Okay, here is the diet I made up. I’m no expert, but I’ve been on just about every diet there is with varying levels of success. I know what works for me and what doesn’t.
All of the foods allowed on the Romancing The Bee Diet (“RTBD”) are low (below 55) on the Glycemic Index (GI).
The GI is a numerical system of measuring how much of a rise in circulating blood sugar a carbohydrate triggers–the higher the number, the greater the blood sugar response. So a low GI food will cause a small rise, while a high GI food will trigger a dramatic spike. A GI of 70 or more is high, a GI of 56 to 69 inclusive is medium, and a GI of 55 or less is low.

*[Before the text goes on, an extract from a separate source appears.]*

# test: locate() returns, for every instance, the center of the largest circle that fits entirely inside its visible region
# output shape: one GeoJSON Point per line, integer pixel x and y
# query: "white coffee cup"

For me, a food with a low GI keeps me satisfied longer and naturally suppresses my appetite. The variety of foods allowed enables me to still cook creatively!
Foods allowed on the RTBD are listed below. If it’s not on the list, I’m not going to eat it!!
Lean meats such as beef, skinless chicken, lamb, pork loin and veal – 8 ounces per day, OR
Any type of seafood without breading or batter – 8 ounces per day, OR
Three eggs per day (3 ounces), OR
Any combination of the above, not to exceed a total of 8 ounces of protein per day.
One grapefruit per day
One lemon per day
Apples or pears – two per day, total.
Non-starchy vegetables such as spinach, asparagus, broccoli, cauliflower, brussels sprouts, mushrooms, cabbage, salad greens, winter greens, onions, and garlic. (unlimited)
1 avocado per day
2 tablespoons raw honey
2 tablespoons olive oil or butter (not light) or mayonnaise made with olive oil (not light), or a combination of these, not to exceed two tablespoons total.
2 tablespoons bleu cheese or parmesan cheese
Unlimited – Tea, diet soda, water, Vinegar, Tabasco, salt, pepper, fresh and dried spices and Dijon Mustard.
1 five ounce glass of wine per day, preferably red. (May be used in cooking)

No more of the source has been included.